Though none of the PHL officials responding to this survey thought the molecular results from CDC’s MDDR were very difficult to interpret, 60% did seek some form of assistance using various sources. Areas of confusion need to be identified and addressed by clarifying reporting language and providing either educational materials or training opportunities to increase understanding of molecular testing. CDC is collaborating with partners to develop training modules designed to increase understanding of molecular diagnostics by PHL staff.
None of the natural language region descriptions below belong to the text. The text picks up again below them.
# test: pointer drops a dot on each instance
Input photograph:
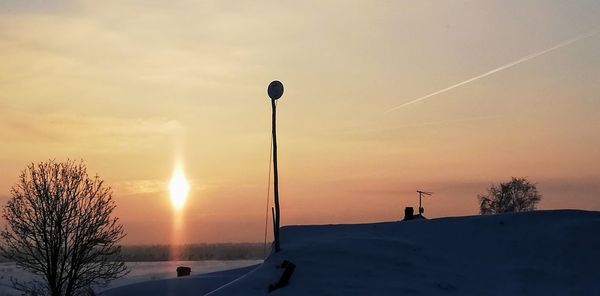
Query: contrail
(521, 60)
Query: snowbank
(535, 253)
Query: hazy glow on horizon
(130, 86)
(178, 188)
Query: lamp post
(275, 91)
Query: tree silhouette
(60, 228)
(517, 195)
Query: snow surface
(158, 272)
(534, 253)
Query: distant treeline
(195, 252)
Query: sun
(179, 188)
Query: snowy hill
(535, 253)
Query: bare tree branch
(60, 228)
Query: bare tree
(60, 228)
(517, 195)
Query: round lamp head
(275, 90)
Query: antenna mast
(421, 193)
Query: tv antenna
(421, 193)
(275, 91)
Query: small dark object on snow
(288, 270)
(409, 213)
(183, 271)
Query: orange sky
(133, 87)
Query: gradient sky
(132, 86)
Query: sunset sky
(134, 87)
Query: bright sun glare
(178, 188)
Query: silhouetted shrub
(517, 195)
(60, 228)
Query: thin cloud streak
(509, 65)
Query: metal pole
(275, 177)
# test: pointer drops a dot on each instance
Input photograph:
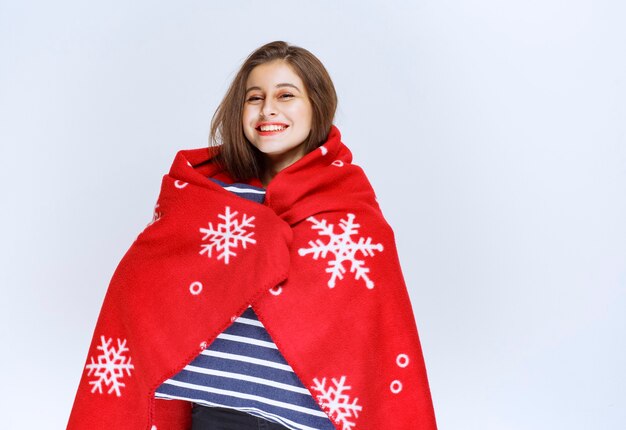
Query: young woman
(266, 293)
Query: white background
(493, 132)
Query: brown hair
(237, 155)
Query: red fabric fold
(318, 264)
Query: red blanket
(317, 262)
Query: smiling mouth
(271, 128)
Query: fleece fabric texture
(325, 282)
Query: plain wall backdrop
(493, 133)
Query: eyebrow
(284, 84)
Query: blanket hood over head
(317, 262)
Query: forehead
(267, 75)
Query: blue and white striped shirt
(243, 369)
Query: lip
(270, 133)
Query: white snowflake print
(110, 366)
(343, 247)
(337, 403)
(227, 235)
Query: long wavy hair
(237, 155)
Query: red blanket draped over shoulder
(317, 262)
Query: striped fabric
(243, 369)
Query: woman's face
(277, 113)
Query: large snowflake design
(227, 235)
(343, 248)
(109, 366)
(334, 399)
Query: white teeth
(272, 127)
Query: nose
(268, 109)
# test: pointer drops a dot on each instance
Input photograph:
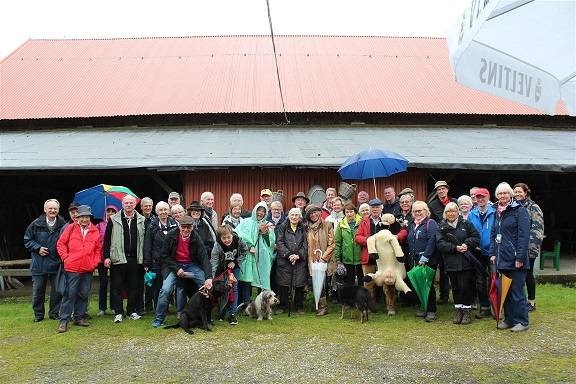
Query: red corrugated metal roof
(235, 74)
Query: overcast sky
(24, 19)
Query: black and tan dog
(197, 311)
(353, 296)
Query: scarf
(318, 232)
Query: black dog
(197, 311)
(353, 296)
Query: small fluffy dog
(353, 296)
(261, 307)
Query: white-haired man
(123, 254)
(40, 240)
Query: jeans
(76, 296)
(39, 295)
(515, 305)
(194, 272)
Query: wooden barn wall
(250, 181)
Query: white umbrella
(318, 276)
(522, 50)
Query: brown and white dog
(261, 307)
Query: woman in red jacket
(80, 249)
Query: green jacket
(117, 255)
(347, 250)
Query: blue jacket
(36, 236)
(422, 244)
(514, 228)
(484, 229)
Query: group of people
(169, 251)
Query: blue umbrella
(371, 164)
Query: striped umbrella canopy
(101, 196)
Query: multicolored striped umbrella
(101, 196)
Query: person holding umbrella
(422, 251)
(509, 242)
(455, 240)
(320, 236)
(80, 249)
(291, 253)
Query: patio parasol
(371, 164)
(318, 276)
(101, 196)
(521, 50)
(422, 278)
(499, 287)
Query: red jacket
(80, 255)
(363, 233)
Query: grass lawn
(400, 349)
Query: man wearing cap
(80, 249)
(40, 240)
(183, 256)
(124, 255)
(266, 196)
(369, 226)
(482, 217)
(436, 207)
(391, 203)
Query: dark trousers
(482, 283)
(353, 273)
(298, 299)
(444, 280)
(39, 295)
(103, 287)
(531, 282)
(126, 278)
(463, 283)
(76, 296)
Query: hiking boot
(458, 313)
(503, 325)
(483, 313)
(82, 323)
(465, 316)
(63, 327)
(519, 328)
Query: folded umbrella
(422, 278)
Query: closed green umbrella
(422, 278)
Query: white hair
(161, 204)
(295, 211)
(504, 187)
(146, 200)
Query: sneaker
(519, 328)
(503, 325)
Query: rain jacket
(347, 250)
(485, 229)
(291, 242)
(448, 237)
(536, 227)
(255, 268)
(36, 236)
(80, 254)
(513, 226)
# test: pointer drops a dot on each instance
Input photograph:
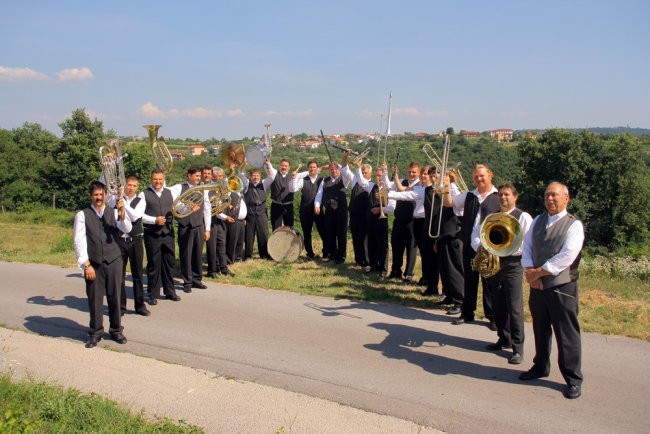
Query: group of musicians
(106, 241)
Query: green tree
(76, 159)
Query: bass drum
(257, 154)
(285, 244)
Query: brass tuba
(161, 155)
(501, 235)
(111, 161)
(192, 198)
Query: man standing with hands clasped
(96, 233)
(551, 254)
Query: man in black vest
(508, 298)
(401, 237)
(551, 254)
(359, 206)
(474, 206)
(159, 238)
(96, 232)
(332, 196)
(308, 183)
(257, 221)
(193, 230)
(131, 245)
(281, 194)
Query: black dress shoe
(572, 391)
(92, 341)
(119, 338)
(143, 311)
(498, 346)
(461, 321)
(531, 374)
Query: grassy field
(614, 294)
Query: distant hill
(602, 130)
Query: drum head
(256, 154)
(285, 244)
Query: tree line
(608, 175)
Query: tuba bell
(161, 155)
(501, 235)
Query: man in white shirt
(96, 233)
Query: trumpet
(111, 161)
(161, 155)
(436, 161)
(192, 198)
(501, 235)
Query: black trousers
(235, 234)
(555, 310)
(360, 242)
(377, 243)
(307, 221)
(281, 215)
(402, 241)
(508, 303)
(216, 246)
(257, 225)
(336, 230)
(450, 256)
(108, 281)
(132, 253)
(471, 288)
(161, 257)
(190, 250)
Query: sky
(224, 69)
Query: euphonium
(501, 236)
(161, 155)
(112, 164)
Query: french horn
(501, 235)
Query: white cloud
(20, 74)
(76, 74)
(149, 110)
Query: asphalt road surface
(411, 364)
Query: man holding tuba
(508, 299)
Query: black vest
(359, 200)
(404, 208)
(309, 190)
(255, 198)
(489, 206)
(196, 218)
(159, 206)
(334, 194)
(102, 236)
(280, 188)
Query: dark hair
(96, 185)
(508, 186)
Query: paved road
(408, 363)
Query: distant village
(314, 142)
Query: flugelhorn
(161, 155)
(501, 235)
(111, 161)
(192, 199)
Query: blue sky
(223, 69)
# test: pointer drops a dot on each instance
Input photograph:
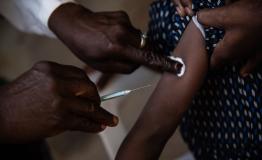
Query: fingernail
(244, 74)
(179, 11)
(189, 11)
(103, 127)
(115, 121)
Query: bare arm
(169, 101)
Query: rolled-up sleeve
(30, 15)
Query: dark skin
(106, 41)
(242, 42)
(169, 102)
(47, 100)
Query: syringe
(121, 93)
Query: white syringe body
(115, 95)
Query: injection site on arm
(169, 101)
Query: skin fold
(106, 41)
(168, 103)
(47, 100)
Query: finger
(104, 80)
(91, 111)
(187, 4)
(252, 64)
(80, 88)
(150, 59)
(179, 8)
(215, 17)
(82, 124)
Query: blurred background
(19, 51)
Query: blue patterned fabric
(225, 118)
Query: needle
(121, 93)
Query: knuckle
(130, 69)
(122, 14)
(119, 29)
(42, 66)
(114, 47)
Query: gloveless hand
(106, 41)
(242, 41)
(184, 7)
(50, 99)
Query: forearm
(169, 101)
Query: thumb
(216, 17)
(153, 60)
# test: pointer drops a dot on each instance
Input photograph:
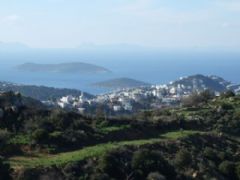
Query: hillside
(121, 83)
(74, 67)
(41, 93)
(197, 142)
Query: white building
(117, 108)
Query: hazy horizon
(146, 23)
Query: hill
(121, 83)
(200, 83)
(41, 93)
(175, 143)
(74, 67)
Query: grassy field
(44, 160)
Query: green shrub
(237, 171)
(4, 170)
(155, 176)
(183, 158)
(147, 161)
(228, 169)
(40, 135)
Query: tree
(155, 176)
(116, 164)
(147, 161)
(228, 169)
(183, 158)
(4, 170)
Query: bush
(40, 135)
(155, 176)
(4, 170)
(228, 169)
(237, 171)
(116, 164)
(183, 158)
(147, 161)
(210, 154)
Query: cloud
(9, 19)
(146, 10)
(229, 5)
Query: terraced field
(43, 160)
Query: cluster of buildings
(135, 99)
(124, 101)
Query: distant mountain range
(185, 85)
(41, 93)
(12, 46)
(74, 67)
(121, 83)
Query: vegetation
(197, 141)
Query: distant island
(74, 67)
(121, 83)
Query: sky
(151, 23)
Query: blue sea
(156, 67)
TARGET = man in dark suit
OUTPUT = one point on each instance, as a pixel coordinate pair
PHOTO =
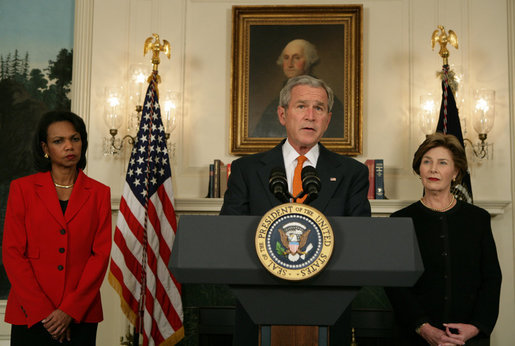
(305, 111)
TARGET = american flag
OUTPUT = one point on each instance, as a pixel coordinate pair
(449, 123)
(145, 230)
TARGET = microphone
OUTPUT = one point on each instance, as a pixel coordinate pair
(310, 183)
(279, 185)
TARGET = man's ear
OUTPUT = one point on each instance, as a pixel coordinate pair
(281, 115)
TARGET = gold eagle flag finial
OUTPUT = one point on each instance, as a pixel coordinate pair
(153, 43)
(443, 38)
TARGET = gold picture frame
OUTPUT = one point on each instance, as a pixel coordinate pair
(260, 35)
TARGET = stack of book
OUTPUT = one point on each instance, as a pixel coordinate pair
(375, 179)
(218, 175)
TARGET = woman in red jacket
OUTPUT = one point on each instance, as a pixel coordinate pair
(57, 240)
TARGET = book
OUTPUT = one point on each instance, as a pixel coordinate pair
(223, 180)
(379, 179)
(216, 178)
(211, 182)
(371, 179)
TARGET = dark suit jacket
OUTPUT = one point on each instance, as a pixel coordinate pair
(344, 184)
(56, 261)
(344, 187)
(462, 278)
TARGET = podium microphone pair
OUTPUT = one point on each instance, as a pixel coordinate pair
(279, 185)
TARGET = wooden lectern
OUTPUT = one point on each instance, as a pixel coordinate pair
(367, 252)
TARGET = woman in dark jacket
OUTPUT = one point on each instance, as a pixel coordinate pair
(456, 300)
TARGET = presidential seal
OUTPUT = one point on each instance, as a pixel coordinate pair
(294, 241)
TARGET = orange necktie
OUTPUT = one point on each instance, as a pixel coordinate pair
(297, 179)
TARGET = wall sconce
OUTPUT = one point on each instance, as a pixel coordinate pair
(428, 116)
(113, 116)
(115, 113)
(483, 116)
(169, 114)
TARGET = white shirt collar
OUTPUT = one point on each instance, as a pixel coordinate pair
(290, 160)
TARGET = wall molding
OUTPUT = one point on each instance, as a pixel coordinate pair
(379, 207)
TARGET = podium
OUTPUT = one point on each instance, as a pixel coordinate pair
(367, 252)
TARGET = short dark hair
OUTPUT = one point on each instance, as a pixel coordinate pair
(285, 95)
(448, 142)
(43, 164)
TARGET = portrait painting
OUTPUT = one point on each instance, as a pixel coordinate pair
(274, 43)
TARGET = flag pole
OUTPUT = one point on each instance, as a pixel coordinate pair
(449, 121)
(153, 44)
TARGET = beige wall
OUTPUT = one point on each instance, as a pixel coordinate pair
(398, 67)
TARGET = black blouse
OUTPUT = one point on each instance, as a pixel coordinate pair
(462, 278)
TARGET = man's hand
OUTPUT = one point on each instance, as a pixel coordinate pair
(465, 331)
(437, 337)
(57, 324)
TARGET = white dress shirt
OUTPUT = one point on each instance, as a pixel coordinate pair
(290, 156)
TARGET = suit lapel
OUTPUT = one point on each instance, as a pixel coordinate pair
(330, 178)
(270, 160)
(79, 196)
(45, 191)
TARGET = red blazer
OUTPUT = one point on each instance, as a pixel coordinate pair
(54, 260)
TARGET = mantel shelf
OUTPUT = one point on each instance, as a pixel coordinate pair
(382, 207)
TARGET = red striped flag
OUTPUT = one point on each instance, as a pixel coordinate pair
(145, 230)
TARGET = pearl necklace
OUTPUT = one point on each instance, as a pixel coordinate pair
(64, 186)
(439, 210)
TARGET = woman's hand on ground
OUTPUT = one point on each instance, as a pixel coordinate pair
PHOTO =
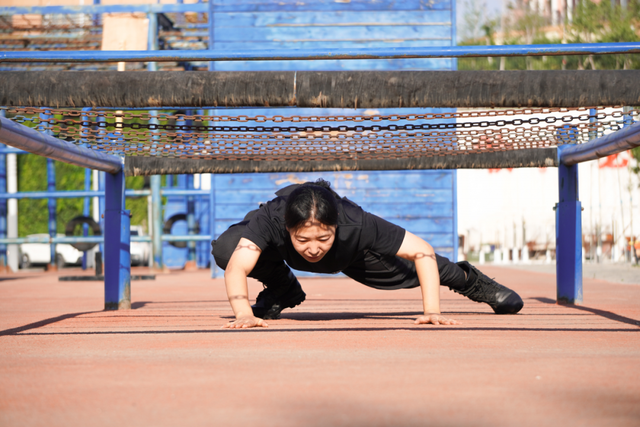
(246, 322)
(435, 319)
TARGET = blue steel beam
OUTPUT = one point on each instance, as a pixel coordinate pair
(100, 9)
(72, 194)
(117, 241)
(35, 142)
(617, 142)
(322, 54)
(100, 239)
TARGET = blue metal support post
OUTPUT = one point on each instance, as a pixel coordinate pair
(86, 202)
(3, 210)
(568, 235)
(212, 221)
(86, 211)
(52, 204)
(156, 214)
(117, 271)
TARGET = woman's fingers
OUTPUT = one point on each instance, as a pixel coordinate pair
(435, 319)
(245, 323)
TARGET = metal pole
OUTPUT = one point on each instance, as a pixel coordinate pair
(191, 224)
(156, 213)
(12, 211)
(86, 208)
(211, 28)
(212, 221)
(117, 266)
(156, 199)
(101, 208)
(86, 205)
(568, 235)
(3, 206)
(322, 53)
(52, 204)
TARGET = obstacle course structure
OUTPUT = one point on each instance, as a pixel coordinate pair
(219, 134)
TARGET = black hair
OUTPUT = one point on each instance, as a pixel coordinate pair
(312, 200)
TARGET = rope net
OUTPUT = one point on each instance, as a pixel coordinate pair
(233, 136)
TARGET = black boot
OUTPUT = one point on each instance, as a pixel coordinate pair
(481, 288)
(269, 304)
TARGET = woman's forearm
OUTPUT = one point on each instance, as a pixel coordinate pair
(237, 292)
(429, 278)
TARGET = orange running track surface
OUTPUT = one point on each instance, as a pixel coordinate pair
(348, 356)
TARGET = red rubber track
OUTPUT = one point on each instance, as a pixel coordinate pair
(348, 356)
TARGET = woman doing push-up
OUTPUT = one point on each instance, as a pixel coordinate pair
(309, 227)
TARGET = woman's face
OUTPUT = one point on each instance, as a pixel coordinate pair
(313, 239)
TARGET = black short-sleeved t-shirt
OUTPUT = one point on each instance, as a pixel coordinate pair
(357, 231)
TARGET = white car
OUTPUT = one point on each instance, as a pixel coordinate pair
(139, 250)
(40, 253)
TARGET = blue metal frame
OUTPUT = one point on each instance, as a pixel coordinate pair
(568, 235)
(35, 142)
(98, 9)
(318, 54)
(617, 142)
(117, 272)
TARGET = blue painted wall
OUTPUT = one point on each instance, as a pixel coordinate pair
(423, 202)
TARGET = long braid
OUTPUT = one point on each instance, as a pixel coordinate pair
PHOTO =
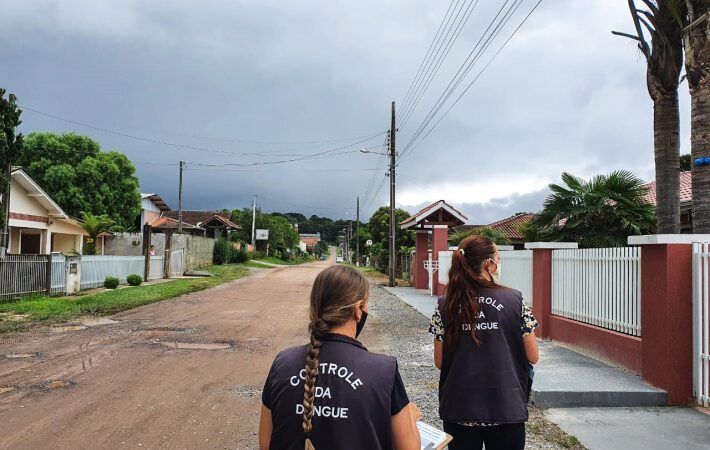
(317, 330)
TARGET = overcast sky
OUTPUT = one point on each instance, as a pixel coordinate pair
(271, 77)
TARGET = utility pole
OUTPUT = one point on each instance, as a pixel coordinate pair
(182, 167)
(357, 234)
(392, 154)
(253, 223)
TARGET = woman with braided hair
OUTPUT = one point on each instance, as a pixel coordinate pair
(484, 345)
(332, 393)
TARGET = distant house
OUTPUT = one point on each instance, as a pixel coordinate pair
(309, 242)
(214, 224)
(686, 200)
(510, 227)
(152, 207)
(38, 225)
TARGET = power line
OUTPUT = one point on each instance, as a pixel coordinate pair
(437, 65)
(500, 49)
(473, 57)
(173, 144)
(424, 62)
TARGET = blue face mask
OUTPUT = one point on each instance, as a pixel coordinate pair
(361, 324)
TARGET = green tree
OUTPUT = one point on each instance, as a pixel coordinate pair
(94, 226)
(601, 212)
(11, 148)
(496, 236)
(663, 21)
(82, 178)
(697, 68)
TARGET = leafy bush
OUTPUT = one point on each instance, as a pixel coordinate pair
(134, 279)
(238, 256)
(111, 282)
(221, 252)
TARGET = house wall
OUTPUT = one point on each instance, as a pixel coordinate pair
(198, 250)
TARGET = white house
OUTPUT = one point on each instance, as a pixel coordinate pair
(37, 224)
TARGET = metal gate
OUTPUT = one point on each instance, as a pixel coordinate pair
(701, 323)
(177, 262)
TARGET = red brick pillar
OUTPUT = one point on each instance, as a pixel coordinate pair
(421, 277)
(667, 313)
(440, 243)
(542, 282)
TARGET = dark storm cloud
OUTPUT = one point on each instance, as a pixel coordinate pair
(564, 96)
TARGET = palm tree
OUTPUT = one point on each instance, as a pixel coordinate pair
(696, 37)
(94, 226)
(664, 59)
(601, 212)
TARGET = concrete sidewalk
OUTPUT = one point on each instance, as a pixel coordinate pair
(635, 428)
(419, 299)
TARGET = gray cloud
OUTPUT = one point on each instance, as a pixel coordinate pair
(566, 95)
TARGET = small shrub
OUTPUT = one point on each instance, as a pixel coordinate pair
(220, 254)
(134, 280)
(111, 282)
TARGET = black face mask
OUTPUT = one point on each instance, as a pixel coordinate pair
(361, 324)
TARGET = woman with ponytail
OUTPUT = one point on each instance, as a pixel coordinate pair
(484, 345)
(332, 393)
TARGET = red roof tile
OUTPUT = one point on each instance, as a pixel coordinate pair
(686, 189)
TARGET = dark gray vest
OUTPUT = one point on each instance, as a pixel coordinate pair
(353, 397)
(487, 383)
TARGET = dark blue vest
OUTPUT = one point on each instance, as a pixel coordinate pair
(353, 398)
(489, 382)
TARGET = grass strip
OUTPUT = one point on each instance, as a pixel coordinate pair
(58, 309)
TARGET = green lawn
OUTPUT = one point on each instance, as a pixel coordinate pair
(53, 309)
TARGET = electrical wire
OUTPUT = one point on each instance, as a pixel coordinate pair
(473, 81)
(489, 36)
(183, 146)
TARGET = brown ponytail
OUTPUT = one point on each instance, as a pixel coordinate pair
(336, 292)
(465, 282)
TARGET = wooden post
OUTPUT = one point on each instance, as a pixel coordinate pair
(147, 231)
(167, 263)
(48, 275)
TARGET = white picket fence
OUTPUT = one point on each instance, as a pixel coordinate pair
(95, 269)
(701, 323)
(600, 287)
(516, 272)
(59, 275)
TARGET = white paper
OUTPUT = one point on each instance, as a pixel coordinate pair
(431, 437)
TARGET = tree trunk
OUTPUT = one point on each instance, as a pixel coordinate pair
(697, 67)
(666, 129)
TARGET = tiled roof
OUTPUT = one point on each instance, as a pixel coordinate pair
(511, 226)
(686, 189)
(200, 217)
(168, 223)
(421, 215)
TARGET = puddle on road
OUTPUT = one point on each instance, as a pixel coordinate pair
(196, 346)
(20, 355)
(95, 321)
(57, 384)
(67, 328)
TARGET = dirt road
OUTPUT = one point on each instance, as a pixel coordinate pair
(183, 373)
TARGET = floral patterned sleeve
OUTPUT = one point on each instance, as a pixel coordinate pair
(528, 321)
(436, 326)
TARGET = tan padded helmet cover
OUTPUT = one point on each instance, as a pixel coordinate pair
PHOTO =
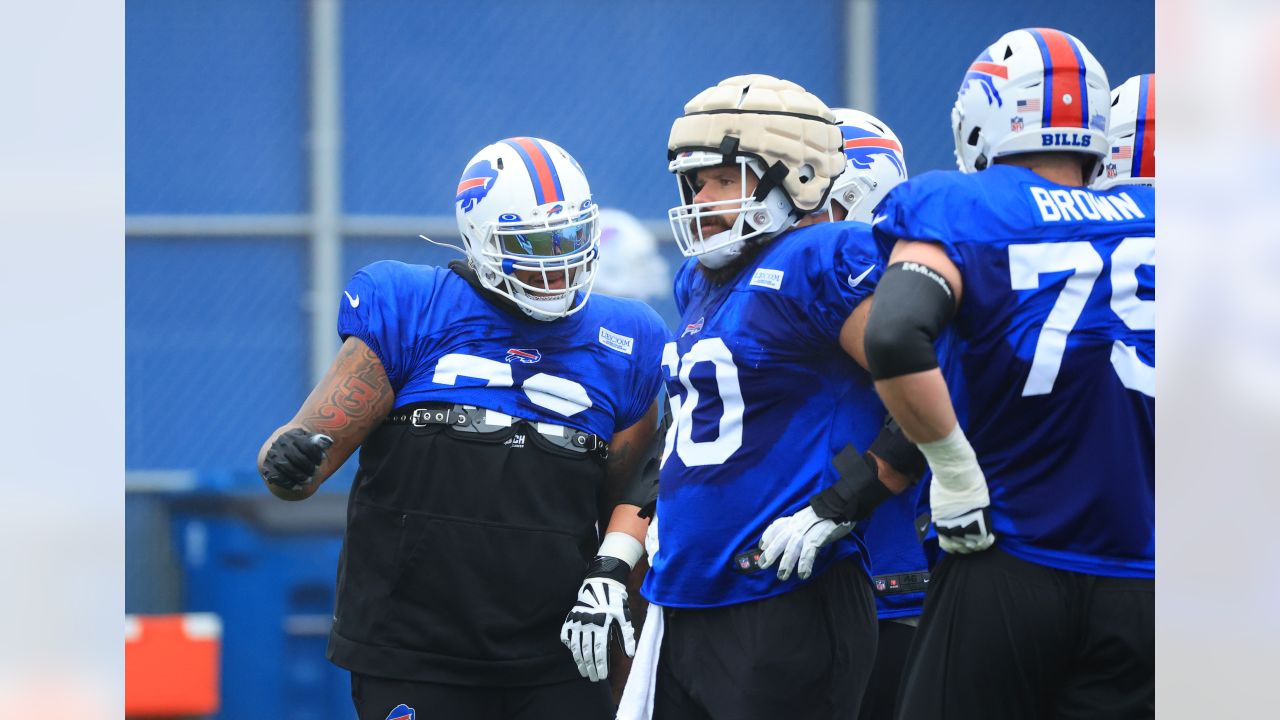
(805, 135)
To accurately measure the impact of CDC’s MDDR on the goal of eliminating TB, it is important to determine how results from the program are influencing clinical decision making. One limitation of this study was that only PHL officials were queried about use of results from CDC’s MDDR and not TB program officials and health care providers. Data needs to be collected from patient medical charts and through healthcare provider interview to determine the degree of influence CDC’s MDDR had on initiation or changes to treatment regimens and patient outcomes. CDC has completed a separate survey of state TB program officials to assess their use of reported results for implementation of patient treatment. More importantly, CDC has initiated a study to collect data on the outcome of patients from whom PHL submitted samples for MDDR.
Disclosure
The findings and conclusions in this report are those of the authors and do not necessarily represent the views of the Centers for Disease Control and Prevention or the Agency for Toxic Substances and Disease Registry.
Conflict of Interests
The authors declare that there is no conflict of interests regarding the publication of this paper.
Acknowledgments
The authors gratefully acknowledge the contributions of Public Health Laboratories for their time and effort committed to this study and the elimination of tuberculosis.